From a historical perspective, until the mass murder of European Jewry, most Jews were not Zionists. In 1927 more Jews left Palestine than arrived.
Orthodox Jews established Agudat Yisrael in 1912. It is still a political party in Israel, but in practice has made its peace with the State of Israel. Among the ultra-Orthodox, the Satmar Chasidim still maintain active opposition to Zionism.
At the other end of the Jewish theological spectrum, as Carolyn Karcher’s introduction to the book discusses, the 1885 Pittsburgh Platform of Reform Judaism forthrightly opposed Zionism. Reform opposition to Zionism was moderated somewhat in the 1937 Columbus Platform. But American Reform Judaism did not embrace Zionism ideologically until after the 1967 War, although some prominent rabbis and individuals were active Zionists much earlier. What Orthodox and Reform Judaism have in common is that they understand Jews primarily as a religious community.
A contrasting view was presented by the General Jewish Labour Bund in Lithuania, Poland and Russia, an anti-Zionist, secular, Yiddishist, revolutionary socialist organization. The Bund was established in 1897, the same year as the World Zionist Organization. The Bund believed that the Jews of Eastern Europe constituted a people (they knew nothing about the Jews of the Middle East and North Africa, India, etc.), that Yiddish was their national language, and that Eastern Europe was their homeland. In the first years of the 20th century the Bund was the largest socialist organization in the Russian Empire. It also had a large following in interwar Poland and was transplanted to the United States over the course of the 20th century.

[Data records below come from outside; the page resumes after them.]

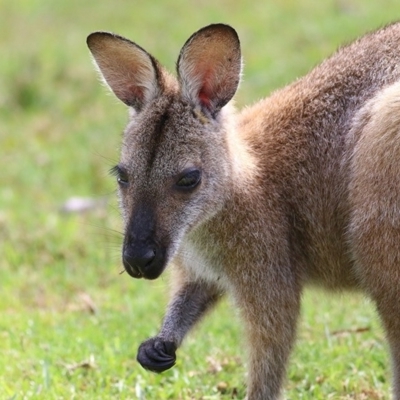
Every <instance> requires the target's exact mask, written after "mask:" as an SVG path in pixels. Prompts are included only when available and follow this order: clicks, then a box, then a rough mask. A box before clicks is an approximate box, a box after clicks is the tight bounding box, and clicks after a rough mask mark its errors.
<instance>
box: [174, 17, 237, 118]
mask: <svg viewBox="0 0 400 400" xmlns="http://www.w3.org/2000/svg"><path fill="white" fill-rule="evenodd" d="M241 68H242V59H241V53H240V41H239V37H238V35H237V33H236V31H235V30H234V29H233V28H232V27H230V26H228V25H224V24H213V25H209V26H206V27H205V28H202V29H200V30H199V31H198V32H196V33H194V34H193V35H192V36H191V37H190V38H189V39H188V40H187V42H186V43H185V44H184V46H183V48H182V50H181V52H180V55H179V58H178V62H177V70H178V77H179V81H180V84H181V89H182V95H183V96H184V97H186V98H188V99H189V100H190V101H191V102H192V103H194V104H196V105H200V106H201V107H202V108H205V109H206V110H208V111H209V112H210V113H211V114H212V115H213V116H215V115H216V114H217V113H218V111H219V110H220V109H221V108H222V107H223V106H224V105H225V104H227V103H228V102H229V101H230V100H231V99H232V97H233V96H234V94H235V93H236V90H237V88H238V86H239V82H240V74H241Z"/></svg>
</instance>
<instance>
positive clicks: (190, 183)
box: [175, 169, 201, 190]
mask: <svg viewBox="0 0 400 400" xmlns="http://www.w3.org/2000/svg"><path fill="white" fill-rule="evenodd" d="M200 181H201V172H200V171H199V170H198V169H190V170H187V171H183V172H182V173H181V174H180V175H179V176H178V180H177V181H176V183H175V187H176V188H177V189H181V190H190V189H194V188H195V187H196V186H197V185H198V184H199V183H200Z"/></svg>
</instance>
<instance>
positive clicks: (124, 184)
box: [110, 165, 129, 186]
mask: <svg viewBox="0 0 400 400" xmlns="http://www.w3.org/2000/svg"><path fill="white" fill-rule="evenodd" d="M110 172H111V175H114V176H116V177H117V182H118V184H119V185H120V186H127V185H128V183H129V178H128V174H127V172H126V171H125V169H123V168H122V167H120V166H119V165H116V166H115V167H113V168H111V171H110Z"/></svg>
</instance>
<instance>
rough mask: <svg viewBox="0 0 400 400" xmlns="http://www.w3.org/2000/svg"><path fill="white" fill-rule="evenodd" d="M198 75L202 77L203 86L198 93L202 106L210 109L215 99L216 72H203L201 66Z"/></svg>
mask: <svg viewBox="0 0 400 400" xmlns="http://www.w3.org/2000/svg"><path fill="white" fill-rule="evenodd" d="M196 72H197V73H199V74H201V75H202V79H201V82H202V85H201V88H200V90H199V93H198V95H197V96H198V98H199V100H200V102H201V104H202V105H203V106H204V107H206V108H210V106H211V101H212V97H213V95H214V94H213V82H212V81H213V79H215V76H214V74H215V71H213V69H211V68H208V69H206V70H205V71H202V68H201V65H200V66H199V68H198V71H196Z"/></svg>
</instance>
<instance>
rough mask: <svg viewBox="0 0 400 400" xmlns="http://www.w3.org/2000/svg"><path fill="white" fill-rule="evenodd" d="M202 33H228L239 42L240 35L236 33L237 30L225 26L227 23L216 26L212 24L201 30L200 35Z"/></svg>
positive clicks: (232, 28) (207, 25) (200, 29)
mask: <svg viewBox="0 0 400 400" xmlns="http://www.w3.org/2000/svg"><path fill="white" fill-rule="evenodd" d="M201 31H203V32H206V31H210V32H212V31H214V32H215V33H228V34H230V35H232V36H235V37H236V38H237V39H238V40H239V35H238V33H237V32H236V29H235V28H233V27H232V26H231V25H228V24H225V23H222V22H220V23H215V24H210V25H207V26H205V27H204V28H202V29H200V30H199V31H198V33H200V32H201Z"/></svg>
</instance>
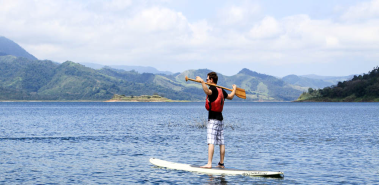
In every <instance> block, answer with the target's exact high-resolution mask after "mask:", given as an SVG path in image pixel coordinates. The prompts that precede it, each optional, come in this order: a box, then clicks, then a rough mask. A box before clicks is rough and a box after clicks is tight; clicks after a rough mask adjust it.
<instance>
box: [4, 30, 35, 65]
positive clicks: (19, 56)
mask: <svg viewBox="0 0 379 185" xmlns="http://www.w3.org/2000/svg"><path fill="white" fill-rule="evenodd" d="M5 55H13V56H17V57H25V58H28V59H31V60H37V58H36V57H34V56H33V55H31V54H30V53H28V52H27V51H25V50H24V49H23V48H22V47H21V46H19V45H18V44H16V43H15V42H13V41H11V40H9V39H7V38H5V37H2V36H0V56H5Z"/></svg>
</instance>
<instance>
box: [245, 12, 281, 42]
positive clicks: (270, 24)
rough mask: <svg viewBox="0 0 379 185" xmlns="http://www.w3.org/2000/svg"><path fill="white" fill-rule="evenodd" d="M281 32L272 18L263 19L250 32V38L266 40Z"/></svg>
mask: <svg viewBox="0 0 379 185" xmlns="http://www.w3.org/2000/svg"><path fill="white" fill-rule="evenodd" d="M280 32H281V26H280V25H279V23H278V22H277V21H276V20H275V18H273V17H270V16H268V17H265V18H264V19H263V20H262V21H261V22H260V24H259V25H255V26H254V27H253V28H252V29H251V30H250V37H251V38H254V39H266V38H272V37H275V36H277V35H278V34H279V33H280Z"/></svg>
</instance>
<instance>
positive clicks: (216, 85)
mask: <svg viewBox="0 0 379 185" xmlns="http://www.w3.org/2000/svg"><path fill="white" fill-rule="evenodd" d="M187 79H188V80H191V81H194V82H197V83H201V82H200V81H197V80H194V79H191V78H187ZM205 84H207V85H211V86H215V87H219V88H221V89H225V90H228V91H233V89H229V88H226V87H222V86H219V85H216V84H211V83H207V82H205Z"/></svg>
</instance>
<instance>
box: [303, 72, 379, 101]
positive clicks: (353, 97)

Much of what the Bund believed is no longer relevant, and there are few, if any, actual members of the Bund alive today. But its understanding of Jews as a diasporic people (or an ethnic group in contemporary American terms) defined by a common culture which does not necessarily include religion and whose political loyalties should be to the country in which they live has much to recommend it. This formulation leaves open the possibility of a spiritual or emotional connection to the Land of Israel (but not the existing State of Israel) for those who desire it.